Tuesday, October 25, 2011

When Your Responsibilities Conflict

How can you tell when the synergy between your two career management responsibilities (referred to here: Responsibility to Yourself and Your Employer) are in conflict with each other? (Hey wait a second! Did you see how I did that? I linked to myself!)

Right out of grad school I worked for a theatre company in the Midwest.  My closest colleague was a woman who was by any measure old. Not just at-the-end-of-her-career old, but actually elderly, much closer to being an octogenarian than anyone else I will ever work with. She had spent more than 30 years working a desk job for a major airline, retired, started drawing her pension, and then for reasons I don't think I will ever understand she went back to work fulltime in an environment fraught with temperamental artists and last minute scrambling to get the job done. Our desks actually touched. Our phones were inches apart. She wore a heap of makeup the likes of which clowns don't even know.

It was like working with my grandmother every day and was every bit the struggle you would imagine working with someone who was born before the Great Depression would be. Her status quo was complaining about everything. The job was fast paced, entailed a lot of night and weekend hours, and had a fair amount of crisis management involved. We'd go 2-3 weeks straight with no days off and were often on call at all hours. (Theatre sounds great doesn't it?!) By nature this person was cranky and when things got tough she was downright unbearable. 

The problem was her unbearableness was a secret to nobody. Actors, directors, stage managers, and other staff members all could see it plain as day. People would often pull me aside privately to talk about what could be done. The only one who didn't realize this, besides her that is, was our boss who was obviously the one who kept her around. It made no sense.

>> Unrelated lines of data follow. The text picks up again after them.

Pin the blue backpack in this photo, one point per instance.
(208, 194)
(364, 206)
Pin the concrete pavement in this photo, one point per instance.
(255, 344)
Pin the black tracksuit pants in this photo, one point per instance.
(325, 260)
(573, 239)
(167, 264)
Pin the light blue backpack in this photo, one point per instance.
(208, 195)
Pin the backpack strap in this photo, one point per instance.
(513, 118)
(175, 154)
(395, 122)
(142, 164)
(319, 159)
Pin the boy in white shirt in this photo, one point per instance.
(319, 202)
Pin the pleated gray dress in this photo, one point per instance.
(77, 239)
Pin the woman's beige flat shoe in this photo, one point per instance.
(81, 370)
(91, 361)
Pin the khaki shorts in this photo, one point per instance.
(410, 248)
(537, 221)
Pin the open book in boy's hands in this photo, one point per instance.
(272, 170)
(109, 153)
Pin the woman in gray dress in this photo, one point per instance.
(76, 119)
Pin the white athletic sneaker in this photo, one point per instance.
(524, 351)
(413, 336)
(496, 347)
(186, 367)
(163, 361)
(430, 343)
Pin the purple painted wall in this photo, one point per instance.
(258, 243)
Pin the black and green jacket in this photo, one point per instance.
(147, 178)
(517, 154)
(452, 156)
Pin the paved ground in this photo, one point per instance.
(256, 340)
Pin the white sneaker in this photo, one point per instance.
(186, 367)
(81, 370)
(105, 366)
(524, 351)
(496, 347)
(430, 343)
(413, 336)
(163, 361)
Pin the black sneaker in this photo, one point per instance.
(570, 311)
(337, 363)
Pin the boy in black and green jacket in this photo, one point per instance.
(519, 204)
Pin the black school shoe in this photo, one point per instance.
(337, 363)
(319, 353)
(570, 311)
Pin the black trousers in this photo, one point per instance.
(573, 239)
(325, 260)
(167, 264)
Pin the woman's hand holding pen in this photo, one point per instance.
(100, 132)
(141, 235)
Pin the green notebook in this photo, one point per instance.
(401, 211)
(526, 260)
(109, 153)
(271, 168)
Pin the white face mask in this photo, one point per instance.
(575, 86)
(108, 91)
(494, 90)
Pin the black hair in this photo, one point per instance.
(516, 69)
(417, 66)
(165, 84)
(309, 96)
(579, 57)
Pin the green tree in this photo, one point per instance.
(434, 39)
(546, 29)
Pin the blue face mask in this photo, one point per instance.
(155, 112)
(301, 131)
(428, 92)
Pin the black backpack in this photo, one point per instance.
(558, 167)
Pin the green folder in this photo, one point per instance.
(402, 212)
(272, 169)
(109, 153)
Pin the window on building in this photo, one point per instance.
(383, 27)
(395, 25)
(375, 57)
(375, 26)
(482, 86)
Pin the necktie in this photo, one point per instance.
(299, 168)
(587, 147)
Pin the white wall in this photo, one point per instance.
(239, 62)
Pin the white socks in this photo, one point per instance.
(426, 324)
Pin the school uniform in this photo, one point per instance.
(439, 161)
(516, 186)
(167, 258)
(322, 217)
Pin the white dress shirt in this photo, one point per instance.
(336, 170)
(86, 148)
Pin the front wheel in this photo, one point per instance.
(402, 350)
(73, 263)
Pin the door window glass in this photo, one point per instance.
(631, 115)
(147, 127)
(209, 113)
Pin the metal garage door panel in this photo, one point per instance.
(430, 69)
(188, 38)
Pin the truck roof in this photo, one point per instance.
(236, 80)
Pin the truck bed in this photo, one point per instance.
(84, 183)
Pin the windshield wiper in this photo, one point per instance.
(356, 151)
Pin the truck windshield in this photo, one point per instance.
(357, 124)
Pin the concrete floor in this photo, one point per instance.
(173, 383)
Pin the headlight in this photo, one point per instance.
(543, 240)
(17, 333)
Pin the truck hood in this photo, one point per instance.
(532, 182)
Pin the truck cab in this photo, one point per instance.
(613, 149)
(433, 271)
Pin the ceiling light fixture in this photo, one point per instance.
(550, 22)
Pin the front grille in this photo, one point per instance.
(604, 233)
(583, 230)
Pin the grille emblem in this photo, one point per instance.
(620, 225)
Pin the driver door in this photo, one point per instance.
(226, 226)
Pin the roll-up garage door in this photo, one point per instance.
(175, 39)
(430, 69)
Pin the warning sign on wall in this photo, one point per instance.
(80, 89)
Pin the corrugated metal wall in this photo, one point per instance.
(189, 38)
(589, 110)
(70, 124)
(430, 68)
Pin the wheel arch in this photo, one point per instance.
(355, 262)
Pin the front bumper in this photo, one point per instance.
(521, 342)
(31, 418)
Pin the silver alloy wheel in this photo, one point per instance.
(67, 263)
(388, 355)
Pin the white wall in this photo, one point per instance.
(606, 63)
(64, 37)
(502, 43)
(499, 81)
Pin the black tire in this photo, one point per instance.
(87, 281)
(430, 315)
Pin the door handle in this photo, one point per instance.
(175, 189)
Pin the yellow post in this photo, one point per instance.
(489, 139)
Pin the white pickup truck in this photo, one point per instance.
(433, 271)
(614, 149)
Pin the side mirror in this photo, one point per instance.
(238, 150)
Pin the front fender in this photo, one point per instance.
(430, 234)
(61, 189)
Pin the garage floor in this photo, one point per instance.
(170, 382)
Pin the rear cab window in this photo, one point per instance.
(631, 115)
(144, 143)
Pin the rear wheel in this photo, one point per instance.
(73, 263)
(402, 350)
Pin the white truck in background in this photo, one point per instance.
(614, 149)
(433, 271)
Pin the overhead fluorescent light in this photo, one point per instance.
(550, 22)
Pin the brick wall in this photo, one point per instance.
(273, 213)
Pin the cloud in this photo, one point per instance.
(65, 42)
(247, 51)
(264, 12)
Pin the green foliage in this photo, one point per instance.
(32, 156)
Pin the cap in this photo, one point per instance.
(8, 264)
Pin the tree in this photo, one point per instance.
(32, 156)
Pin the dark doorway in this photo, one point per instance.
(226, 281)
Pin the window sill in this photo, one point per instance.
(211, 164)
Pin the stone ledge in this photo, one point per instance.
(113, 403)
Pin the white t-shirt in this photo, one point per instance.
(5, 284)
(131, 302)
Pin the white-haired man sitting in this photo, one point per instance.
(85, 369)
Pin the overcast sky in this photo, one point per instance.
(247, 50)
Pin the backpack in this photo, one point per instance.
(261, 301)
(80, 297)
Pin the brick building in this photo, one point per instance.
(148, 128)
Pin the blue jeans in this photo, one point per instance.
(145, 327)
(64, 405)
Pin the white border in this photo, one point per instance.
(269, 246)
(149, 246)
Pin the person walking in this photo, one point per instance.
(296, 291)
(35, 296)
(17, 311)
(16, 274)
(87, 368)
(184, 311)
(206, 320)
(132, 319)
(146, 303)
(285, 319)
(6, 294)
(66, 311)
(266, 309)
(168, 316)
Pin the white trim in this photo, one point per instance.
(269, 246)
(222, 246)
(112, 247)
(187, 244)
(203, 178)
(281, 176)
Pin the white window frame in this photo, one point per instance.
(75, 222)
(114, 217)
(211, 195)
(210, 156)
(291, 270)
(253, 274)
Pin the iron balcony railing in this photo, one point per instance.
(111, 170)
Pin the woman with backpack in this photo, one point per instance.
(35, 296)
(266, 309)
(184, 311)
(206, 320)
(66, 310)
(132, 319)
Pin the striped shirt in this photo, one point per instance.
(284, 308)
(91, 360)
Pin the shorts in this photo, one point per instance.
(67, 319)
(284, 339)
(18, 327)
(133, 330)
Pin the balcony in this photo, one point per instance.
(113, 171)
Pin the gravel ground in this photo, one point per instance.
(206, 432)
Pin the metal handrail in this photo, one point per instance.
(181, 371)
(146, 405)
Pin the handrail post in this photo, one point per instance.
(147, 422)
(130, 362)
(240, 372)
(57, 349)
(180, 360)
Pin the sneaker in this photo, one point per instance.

There was a conflict somewhere between her responsibility to herself and to the company. In some way she was not getting what she needed on a personal level from the job and she took it out on everyone from the company to her coworkers. Mind you, this is someone who had retired before and could do so again but she chose to work and thus chose to be seemingly miserable.

To answer the question above, you should be able to tell when there's a conflict between your responsibilities. You can probably look at some of your coworkers and see this happening, although hopefully it isn't as bad as I experienced. If you have to, ask someone how they and others perceive you. Ask yourself if you dread going to work every day, doing certain parts of your job or seeing and interacting with certain coworkers. If you do find a conflict then for the sake of your own happiness and the happpiness of those around you, seriously consider making a change.